Se explica ese yerro, en buena medida, por la cultura del “presidencialismo”, que proyecta la figura del tlatoani-emperador-presidente, como un anacrónico “pater familiae” que concentra, en los hechos y más allá del Derecho, el poder de tomar las decisiones y ordenar su ejecución. Esa cultura ha permeado todas las instituciones, construyendo un sistema de pequeñas pirámides yuxtapuestas y sobrepuestas que conforman la gran pirámide política nacional, que poco tiene que ver con la estructura jurídica constitucional del país.

La señora presidenta de la Suprema Corte, por lo que se puede inferir de sus antecedentes, tiene empaque suficiente para lidiar con las vicisitudes del puesto, pero tiene también la oportunidad de impulsar, desde la posición privilegiada que ocupa, el cambio de cultura necesario para enmendar ese entuerto. Poco no sería lograrlo y, además, ser el factor que, como efecto dominó, detone otros cambios igualmente importantes.

La otra cuestión que estimo importante, la imparcialidad, remite de nueva cuenta a su discurso, en el que dijo: “La representación que se me encomienda tiene una doble dimensión, una doble responsabilidad, los representa a ustedes, ministros y ministras, de la Suprema Corte, consejeras y consejeros de la Judicatura Federal, al mismo tiempo, al ser la primera mujer que preside este máximo tribunal represento también a las mujeres”.

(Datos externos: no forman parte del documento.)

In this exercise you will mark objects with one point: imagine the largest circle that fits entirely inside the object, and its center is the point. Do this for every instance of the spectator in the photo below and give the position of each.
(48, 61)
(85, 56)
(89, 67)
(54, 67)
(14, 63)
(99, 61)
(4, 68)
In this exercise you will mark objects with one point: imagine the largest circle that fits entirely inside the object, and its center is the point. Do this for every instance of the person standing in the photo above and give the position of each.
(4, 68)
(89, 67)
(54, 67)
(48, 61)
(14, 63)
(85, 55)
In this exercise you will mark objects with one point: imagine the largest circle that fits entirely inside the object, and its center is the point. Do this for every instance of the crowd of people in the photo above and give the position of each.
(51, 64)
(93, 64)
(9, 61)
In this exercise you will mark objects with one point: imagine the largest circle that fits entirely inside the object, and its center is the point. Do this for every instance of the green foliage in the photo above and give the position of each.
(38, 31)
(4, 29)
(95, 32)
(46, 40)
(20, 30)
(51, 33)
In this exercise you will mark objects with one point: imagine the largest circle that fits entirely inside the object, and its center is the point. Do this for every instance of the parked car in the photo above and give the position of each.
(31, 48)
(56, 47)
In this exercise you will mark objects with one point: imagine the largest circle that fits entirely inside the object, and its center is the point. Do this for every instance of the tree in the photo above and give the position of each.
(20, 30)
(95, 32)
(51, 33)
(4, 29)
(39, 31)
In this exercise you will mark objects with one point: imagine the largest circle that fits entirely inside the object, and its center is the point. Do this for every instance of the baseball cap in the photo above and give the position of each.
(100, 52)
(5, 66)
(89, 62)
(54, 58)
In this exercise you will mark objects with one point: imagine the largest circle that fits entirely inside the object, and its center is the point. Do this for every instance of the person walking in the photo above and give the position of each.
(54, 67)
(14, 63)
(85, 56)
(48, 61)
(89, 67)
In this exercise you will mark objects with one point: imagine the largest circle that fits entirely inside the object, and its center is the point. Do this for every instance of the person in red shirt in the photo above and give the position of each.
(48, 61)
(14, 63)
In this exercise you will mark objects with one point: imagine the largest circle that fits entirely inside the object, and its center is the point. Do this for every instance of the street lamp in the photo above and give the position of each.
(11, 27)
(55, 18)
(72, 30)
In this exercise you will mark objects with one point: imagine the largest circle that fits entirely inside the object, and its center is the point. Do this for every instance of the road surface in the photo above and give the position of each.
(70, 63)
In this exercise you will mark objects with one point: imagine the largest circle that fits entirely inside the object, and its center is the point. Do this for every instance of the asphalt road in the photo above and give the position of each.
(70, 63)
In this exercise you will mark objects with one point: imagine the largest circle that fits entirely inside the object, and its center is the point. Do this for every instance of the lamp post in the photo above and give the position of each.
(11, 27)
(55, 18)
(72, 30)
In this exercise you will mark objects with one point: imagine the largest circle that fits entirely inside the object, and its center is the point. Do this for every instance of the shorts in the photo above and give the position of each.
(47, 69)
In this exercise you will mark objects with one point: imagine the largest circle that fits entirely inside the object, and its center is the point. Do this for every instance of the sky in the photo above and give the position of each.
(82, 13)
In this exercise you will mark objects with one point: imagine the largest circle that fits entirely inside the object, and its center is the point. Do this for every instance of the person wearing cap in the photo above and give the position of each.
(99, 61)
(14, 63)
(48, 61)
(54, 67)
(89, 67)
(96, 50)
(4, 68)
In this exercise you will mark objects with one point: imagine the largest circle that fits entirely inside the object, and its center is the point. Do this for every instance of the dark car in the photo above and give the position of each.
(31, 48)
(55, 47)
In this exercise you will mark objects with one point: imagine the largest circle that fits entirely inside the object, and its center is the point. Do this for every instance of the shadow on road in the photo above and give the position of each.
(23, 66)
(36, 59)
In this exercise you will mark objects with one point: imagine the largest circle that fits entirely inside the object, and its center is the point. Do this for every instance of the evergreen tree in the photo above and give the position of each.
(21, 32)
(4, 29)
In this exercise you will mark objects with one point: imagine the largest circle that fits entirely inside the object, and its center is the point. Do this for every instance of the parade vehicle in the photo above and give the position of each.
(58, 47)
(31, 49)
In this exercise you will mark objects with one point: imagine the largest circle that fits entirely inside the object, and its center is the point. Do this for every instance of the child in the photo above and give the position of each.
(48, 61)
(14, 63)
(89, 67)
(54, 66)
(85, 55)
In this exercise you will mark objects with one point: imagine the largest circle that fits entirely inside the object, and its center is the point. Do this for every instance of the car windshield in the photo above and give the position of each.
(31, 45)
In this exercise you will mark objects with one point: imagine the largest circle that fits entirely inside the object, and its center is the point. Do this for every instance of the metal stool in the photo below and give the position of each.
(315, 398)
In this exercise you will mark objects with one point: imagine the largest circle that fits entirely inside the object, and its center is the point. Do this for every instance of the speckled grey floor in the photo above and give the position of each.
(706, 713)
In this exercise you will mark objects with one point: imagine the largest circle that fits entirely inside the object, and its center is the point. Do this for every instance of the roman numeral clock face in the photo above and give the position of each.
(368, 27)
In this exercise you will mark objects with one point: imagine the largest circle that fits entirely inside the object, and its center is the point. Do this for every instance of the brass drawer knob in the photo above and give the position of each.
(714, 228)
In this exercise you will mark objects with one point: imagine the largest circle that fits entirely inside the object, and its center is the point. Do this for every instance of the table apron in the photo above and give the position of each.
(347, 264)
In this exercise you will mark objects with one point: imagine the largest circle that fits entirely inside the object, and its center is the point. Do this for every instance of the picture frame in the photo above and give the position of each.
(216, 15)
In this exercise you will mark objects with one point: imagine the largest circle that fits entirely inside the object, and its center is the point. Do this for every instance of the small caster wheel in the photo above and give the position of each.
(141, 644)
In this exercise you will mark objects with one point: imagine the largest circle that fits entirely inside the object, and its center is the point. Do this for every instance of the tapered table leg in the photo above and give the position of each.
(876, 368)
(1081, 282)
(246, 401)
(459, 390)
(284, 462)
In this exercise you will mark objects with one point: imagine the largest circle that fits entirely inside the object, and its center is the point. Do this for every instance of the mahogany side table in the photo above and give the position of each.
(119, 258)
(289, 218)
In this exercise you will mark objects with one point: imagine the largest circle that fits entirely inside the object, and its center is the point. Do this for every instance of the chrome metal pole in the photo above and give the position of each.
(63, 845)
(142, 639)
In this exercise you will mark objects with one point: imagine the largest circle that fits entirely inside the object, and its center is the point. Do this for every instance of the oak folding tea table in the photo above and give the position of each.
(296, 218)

Hay en este párrafo un par de cosas que ameritan un comentario: la primera es que, en rigor, no fue nombrada representante de nadie, sino de la institución, para cuestiones de índole legal y protocolario. Lo que, en el contexto podría ser anodino, si no hubiera incluido a las mujeres, porque ese hecho, aunado a la omisión de la “imparcialidad” entre las características comprometidas expresamente para su desempeño (“representación, según dijo), pues ofreció “una representación basada en…estudio, reflexión, acción, autocrítica, honradez, empatía”, lo que resulta encomiable, pero puede genera aunque puede ser que de ello resulte una situación delicada, pues mencionar expresamente a la “empatía” -es de suponerse, por el contexto, que con las mujeres- y omitir a la “imparcialidad”, abre la puerta a situaciones que son de suyo delicadas, al grado de que podría radicar en ellas la degradación misma de los mejores atributos de los derechos fundamentales, como son la universalidad y la igualdad.

Hay que tener en cuenta que toda “acción afirmativa” es discriminación, aunque se le considere “positiva”, que sólo podrá justificarse en la medida necesaria y por un tiempo determinado, para enmendar desigualdades, no para crear unas nuevas.

Esos dos temas bien le podrían servir a la señora ministra Piña para fincar sus primeras acciones para reforzar la función judicial, y también os derechos fundamentales. Si lo hace con éxito, pasará a la historia por razones de mucho mayor peso que ser la primera mujer en presidir la Suprema Corte.